Because post inference hooks are executed in seperate threads, adding them to your deployment will add minimal overhead to the inference process. Let's clear the hooks and measure the inference time again, to get an estimate of the impact.

In [None]:
# Remove any post-inference hooks
deployment.clear_inference_hooks()

# Now run the inference loop without any hooks
t_start = time.time()
for image_path in tqdm(dog_image_filepaths):
    image = cv2.imread(image_path)
    numpy_rgb = cv2.cvtColor(image, cv2.COLOR_BGR2RGB)
    deployment.infer(numpy_rgb)
t_elapsed = time.time() - t_start
print(
    f"Inference on {n_images} images without post-inference hooks completed in {t_elapsed:.2f} seconds."
)

Most likely you will notice that the inference time without any hooks is less than with the 2 hooks applied. Nevertheless, the additional time required is much smaller than if you would carry out the actions defined in the post-inference hooks after each inferred image in a synchronous manner.

## Saving a deployment with post inference hooks
If you save a deployment with post inference hooks, the hook configuration will be saved with it. The cell below shows how to do this.

In [None]:
target_folder = os.path.join("deployments", PROJECT_NAME)
deployment.save(target_folder);

Once saved, the deployment can be recreated and the post inference hooks will be added automatically. Upon executing the cell below, you should see the two post inference hooks being added to the deployment.

In [None]:
from geti_sdk.deployment import Deployment

offline_deployment = Deployment.from_folder(target_folder)

## Limiting hook execution rate

Suppose that we are running inference on a video stream. In that case, we might get many sequential frames which activate a hook trigger, because frames that appear shortly after one another may look very similar. To avoid filling up our data collection folder with such near-duplicate frames, we can choose to limit the rate at which an action is allowed to run. This can be configured in the `PostInferenceHook`constructor, using the `limit_action_rate` and `max_frames_per_second` parameters.

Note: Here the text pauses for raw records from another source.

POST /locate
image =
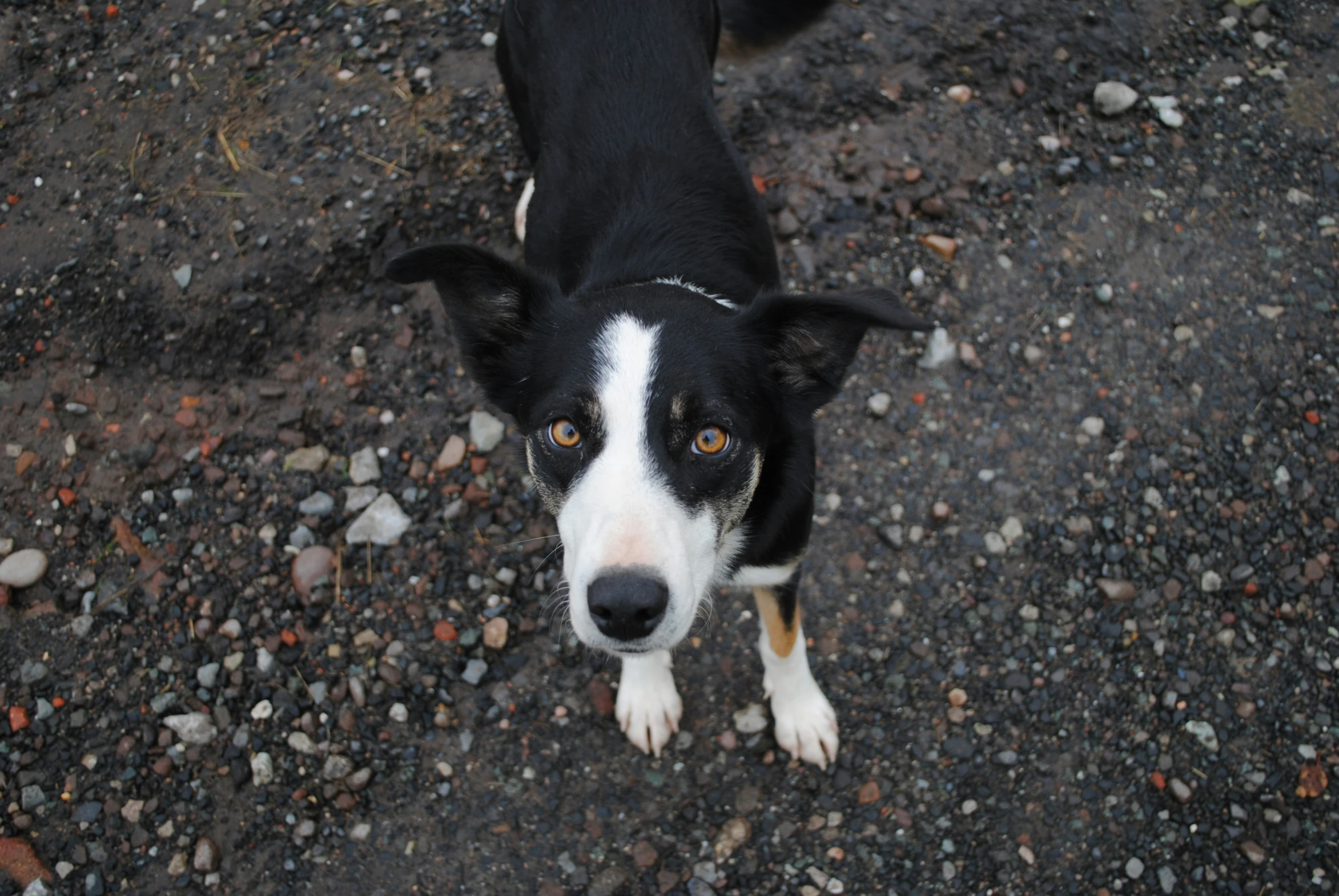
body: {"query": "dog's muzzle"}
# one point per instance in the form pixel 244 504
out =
pixel 627 606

To give an example of this, in the last demo of this notebook we'll run inference 50 times *on the same image*, to simulate a video stream. We'll create a hook with the `AlwaysTrigger`, which activates after every inferred image or frame, and have it send the data to Geti using the `GetiDataCollection` action. However, to avoid filling up our dataset with 50 duplicate images, we'll limit the action execution rate to 1 frame per second.

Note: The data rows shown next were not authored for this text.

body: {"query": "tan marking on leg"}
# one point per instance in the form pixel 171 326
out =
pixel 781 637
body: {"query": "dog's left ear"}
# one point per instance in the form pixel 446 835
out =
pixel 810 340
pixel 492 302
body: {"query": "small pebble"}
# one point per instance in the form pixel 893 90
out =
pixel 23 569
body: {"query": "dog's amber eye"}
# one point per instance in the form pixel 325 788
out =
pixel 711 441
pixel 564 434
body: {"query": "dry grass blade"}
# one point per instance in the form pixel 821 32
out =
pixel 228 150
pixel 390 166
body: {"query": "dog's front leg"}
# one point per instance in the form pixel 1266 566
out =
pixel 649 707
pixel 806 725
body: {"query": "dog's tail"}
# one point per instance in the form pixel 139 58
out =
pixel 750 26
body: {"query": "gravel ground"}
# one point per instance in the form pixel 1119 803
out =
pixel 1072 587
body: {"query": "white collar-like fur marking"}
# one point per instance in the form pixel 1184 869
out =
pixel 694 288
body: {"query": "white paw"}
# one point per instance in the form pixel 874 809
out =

The cell below shows how to create this hook.

In [None]:
from geti_sdk.post_inference_hooks import AlwaysTrigger

trigger = AlwaysTrigger()
action = GetiDataCollection(
    session=geti.session,
    workspace_id=geti.workspace_id,
    project=project,
    dataset="Inferred video frames",
    log_level="debug",
)
geti_hook = PostInferenceHook(
    trigger=trigger,
    action=action,
    max_threads=5,
    limit_action_rate=True,
    max_frames_per_second=1,
)

Let's first clear the existing hooks, and then add our new hook to the deployment

In [None]:
offline_deployment.clear_inference_hooks()
offline_deployment.add_post_inference_hook(geti_hook)
offline_deployment.load_inference_models()

Now, let's run inference 50 times again, each time on the same image

In [None]:
image = cv2.imread(EXAMPLE_IMAGE_PATH)
numpy_rgb = cv2.cvtColor(image, cv2.COLOR_BGR2RGB)

t_start = time.time()
for ind in tqdm(range(50)):
    offline_deployment.infer(numpy_rgb)

t_elapsed = time.time() - t_start
print(
    f"50 inference iterations with rate-limited Geti I/O hook completed in {t_elapsed:.2f} seconds."
)

Your Geti project should now contain a new dataset called `Inferred video frames`, which should contain as many images as the number of seconds the benchmark took to run (plus one, because the action fires immediately on the first frame). So if it took 8 seconds to infer 50 times, the hook should have uploaded 9 images to Geti.

Note that the trigger that we use is the `AlwaysTrigger`, which activates on every inferred image or video frame, regardless of the prediction outcome. The rate limiting happens in the `Action` phase of the hook, it ensures that the action does not run more frequently than allowed by the rate limit, even if the trigger fires much more often.